Monday 29 April 2013

Warts and All


Life is about choices. With knowledge and forethought any consequences from actions you take are mistakes you’ve chosen to make. In life people are always telling you what to do, what to wear, who to be. People stopped trying to change me when I turned twelve. This was the age I decided I couldn’t rely on anyone but myself. There’s no one in this world that you can truly depend on other than yourself, because fundamentally people will always let you down.

Independence is something that I have always valued in myself. Being dependent on someone can only lead to disappointment and heartbreak. I have built up walls around myself in order to protect everything that makes me, me. When I let my mum in, she walked out, or got drunk, or screamed at me and my sisters for things that weren’t our fault. I let my grandpa in…. well that’s a story I still can’t even tell people. I let friends in. Some walked away, some intentionally hurt me, Hailey died. Guys I trusted, well the two I’ve ever fallen in love with, one cheated with my best friend, the other knocked a girl up and cut me out of his life to appease her. You can’t trust anyone in this world because they leave, let you down, or hurt you. That’s just the way life is. Don’t get me wrong I’m not depressed or anything, I’m just a realist who believes in making her own happiness.

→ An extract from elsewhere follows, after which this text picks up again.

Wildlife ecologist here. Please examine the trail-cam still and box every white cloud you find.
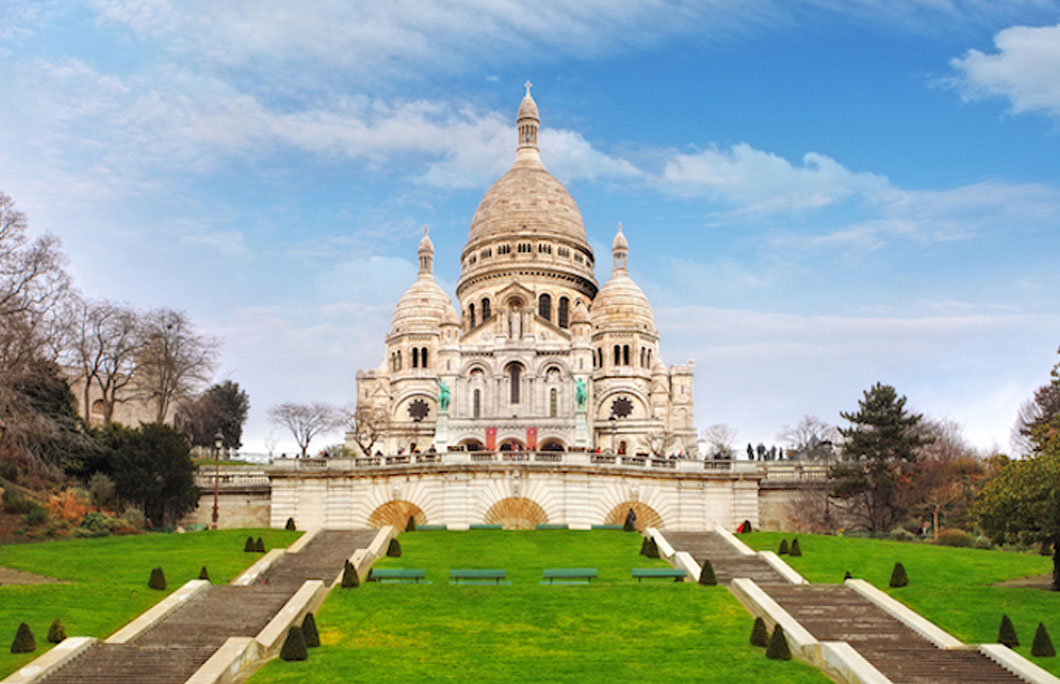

When things go wrong in my life I shut down. I don’t let people in because chances are they have about zero idea what it is that I’m going through. People constantly ask me about Hailey, but how could they really understand what’s going on inside my head on a day-by-day basis? And I’m not the only one feeling this way, we all are. Its like there’s a giant, gaping vortex inside my chest. It never really closes, constantly sucking every good thought or feeling away to the point where I am physically holding myself together to keep from breaking down. Most days I can keep it close to closed, but that’s just the good days. On the bad days nothing makes sense and I can’t hold it together. This is where people struggle to understand what it is to lose someone that you love. I am numb. Always numb. I don’t let people in because it hurts too much to lose someone and I know what I can take and what I cant. I’ve been pushed to my limit, gotten through it, but I can’t do it again. So when things go wrong for me this is my pattern. Shut down, ignore the world and try to come to terms with what ever is going on in my own time. This is my process. I don’t share because there is absolutely no chance of anyone understanding what’s going on with me. That is unless you knew Hailey. I wouldn’t wish what I go through on a daily basis on my worst enemy.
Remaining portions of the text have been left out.